Friday, May 19, 2006

Giving Up My Self-involvement

Perhaps you've noticed that I actually enjoy reading children's and YA books. I know it is often difficult to believe because I'm so fussy, but, really, I like them. Unfortunately, I like them in my own cranky, probably adult, way. So, as I may have mentioned before, I have to struggle to control the adult Gail and try to look at some of the books I read as if I were a child. Or at least I have to try to remember what I was like as a child.



A case in point is The Charm Bracelet, the first in the Fairy Realm series by Emily Rodda. Quite frankly, except for the cat fight toward the end, I really didn't enjoy this book. In fact, I had so little interest in it that I wasn't planning to blog about it.

I think I don't like fairies.

But, then, just as I was finishing reading it this morning, I remembered that when I was in second grade I was seriously in love with Peter Pan. Not Tinkerbell, the fairy in that story. She was a girly pain-in-the-neck. (And perhaps the reason I don't care for fairies now.) No, I was totally taken with Peter. I believed he lived in the woods behind our house.

Maybe The Charm Bracelet would have been right up second-grade Gail's alley. The book is all about a young girl who finds a gate into a fairy realm at the back of her grandmother's yard and learns that she's descended from a fairy princess.

Being descended from a fairy princess would make me a fairy princess, too, as far as I'm concerned, while loving Peter Pan would just make me a truant boy's girlfriend. Does anyone else think this is a no-brainer?

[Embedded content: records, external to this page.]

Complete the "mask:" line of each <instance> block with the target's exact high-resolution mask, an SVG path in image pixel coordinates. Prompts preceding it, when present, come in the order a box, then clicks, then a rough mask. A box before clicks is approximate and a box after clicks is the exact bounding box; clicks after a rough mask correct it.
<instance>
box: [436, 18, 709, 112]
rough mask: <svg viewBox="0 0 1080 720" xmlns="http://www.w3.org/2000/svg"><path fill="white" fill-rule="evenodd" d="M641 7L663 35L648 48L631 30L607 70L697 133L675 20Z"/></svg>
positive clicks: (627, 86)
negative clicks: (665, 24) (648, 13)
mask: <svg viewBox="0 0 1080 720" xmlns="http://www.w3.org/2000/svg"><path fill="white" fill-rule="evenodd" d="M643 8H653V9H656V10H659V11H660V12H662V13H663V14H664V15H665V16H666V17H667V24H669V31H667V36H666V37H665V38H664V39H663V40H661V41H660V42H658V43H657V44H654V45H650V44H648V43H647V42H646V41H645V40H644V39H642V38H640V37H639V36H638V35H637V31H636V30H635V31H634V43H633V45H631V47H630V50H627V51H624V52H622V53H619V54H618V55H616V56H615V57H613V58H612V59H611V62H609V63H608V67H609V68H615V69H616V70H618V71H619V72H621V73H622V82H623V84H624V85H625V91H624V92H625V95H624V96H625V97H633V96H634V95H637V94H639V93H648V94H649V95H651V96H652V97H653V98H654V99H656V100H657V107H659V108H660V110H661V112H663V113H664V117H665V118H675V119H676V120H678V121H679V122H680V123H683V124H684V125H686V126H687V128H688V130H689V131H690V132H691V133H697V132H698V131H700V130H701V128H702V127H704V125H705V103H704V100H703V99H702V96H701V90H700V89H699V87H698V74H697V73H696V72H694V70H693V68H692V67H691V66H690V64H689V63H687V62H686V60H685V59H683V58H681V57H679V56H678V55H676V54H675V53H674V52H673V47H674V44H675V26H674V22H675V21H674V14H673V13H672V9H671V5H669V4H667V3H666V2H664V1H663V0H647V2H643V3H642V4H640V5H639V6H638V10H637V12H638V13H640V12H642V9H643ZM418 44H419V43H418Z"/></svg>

So while the adult Gail wasn't grabbed by this story, I can keep an open mind on this one. A young girl, particularly one who is already into fairies and princesses, may find this series to be just the thing for rainy days like the ones we've been having here in New England lately.

3 comments:

Little Willow said...

My favorite fairy story (as in a story about a fairy, as opposed to a classic fairy tale) for that age group is The Fairy Rebel by Lynne Reid Banks. I highly, highly, highly recommend it.

Gail Gauthier said...

Well, I liked The Indian in the Cupboard so, yes, that does sound promising.

Little Willow said...

Woo hoo! Give it a whirl. Tiki - the fairy so named in the title - ROCKS.